Certain banks have received significant political pressure from various for-profit and not-for-profit organizations to deny financial services to customers in certain industries, including, but not limited to:  (1) family planning organizations; (2) privately owned correctional facilities; (3) makers of shotguns and hunting rifles; (4) oil exploration companies; and (5) other similar industries.  With this proposed rule, the OCC has set out to address the issue of large banks engaging in category or industry-based risk evaluations to deny these type of industry customers access to financial services.  In its proposal, the OCC noted that “personal beliefs and opinions” as well as “assessments ungrounded in quantitative, risk-based analysis” are inappropriate criteria for rejections of financial services.  Notably, Brian P. Brooks, Acting Comptroller of the Currency, has stated: “Fair access to financial services, credit, and capital are essential to our economy.”

The OCC’s proposed rule will apply solely to “covered banks” as defined in the proposed rule.  A “covered bank” is a bank that has more than $100 billion in total assets and also has the ability to:  (1) raise the price a person has to pay to obtain an offered financial service from the bank or from a competitor; or (2) significantly impede a person, or a person’s business activities, in favor of or to the advantage of another person.

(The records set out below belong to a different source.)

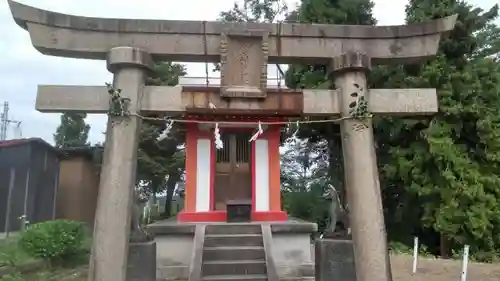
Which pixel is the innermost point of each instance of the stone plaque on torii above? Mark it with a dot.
(244, 49)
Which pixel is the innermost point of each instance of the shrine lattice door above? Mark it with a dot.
(233, 176)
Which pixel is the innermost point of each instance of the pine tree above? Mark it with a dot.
(73, 131)
(442, 174)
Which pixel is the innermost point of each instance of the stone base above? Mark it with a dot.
(334, 260)
(291, 248)
(142, 262)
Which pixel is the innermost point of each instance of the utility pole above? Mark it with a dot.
(5, 121)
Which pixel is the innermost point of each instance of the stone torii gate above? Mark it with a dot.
(245, 49)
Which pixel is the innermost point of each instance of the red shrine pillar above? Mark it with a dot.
(200, 176)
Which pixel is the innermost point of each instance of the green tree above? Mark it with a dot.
(315, 76)
(161, 159)
(441, 174)
(73, 131)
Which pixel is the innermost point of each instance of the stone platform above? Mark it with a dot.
(287, 249)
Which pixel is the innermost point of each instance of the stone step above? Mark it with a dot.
(228, 240)
(246, 277)
(234, 253)
(234, 228)
(233, 267)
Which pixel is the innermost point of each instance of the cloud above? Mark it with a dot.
(22, 68)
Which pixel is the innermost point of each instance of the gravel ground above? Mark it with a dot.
(439, 269)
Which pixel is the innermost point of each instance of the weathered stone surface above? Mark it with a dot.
(110, 243)
(334, 260)
(244, 64)
(142, 262)
(362, 183)
(171, 100)
(85, 37)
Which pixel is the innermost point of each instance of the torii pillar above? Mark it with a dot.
(371, 255)
(116, 188)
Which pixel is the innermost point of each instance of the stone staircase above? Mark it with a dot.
(234, 252)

Under the proposed rule, in order for a “covered bank” to provide fair access to financial services or products the bank must:  (1) make each offered service available to all persons in the geographic market on “proportionally equal terms,” ensuring that “pricing and denial decisions” are decided based on measurable risks; (2) only deny a financial service when “justified by such person’s quantified and documented failure to meet quantitative, impartial risk-based standards established in advance by the covered bank;” (3) “not deny any person a financial service the bank offers when the effect of the denial is to prevent, limit, or otherwise disadvantage the person from entering or competing in a market;” and (4) “not deny, in coordination with others, any person a financial service the bank offers.”

Requiring banks to have a quantifiable risk-framework will reinforce existing OCC guidance that banks should assess and manage risk on an individual customer basis, rather than on an individual’s “membership in a particular category of customers.”

Comments on the agency’s proposed rule are due by January 4, 2021.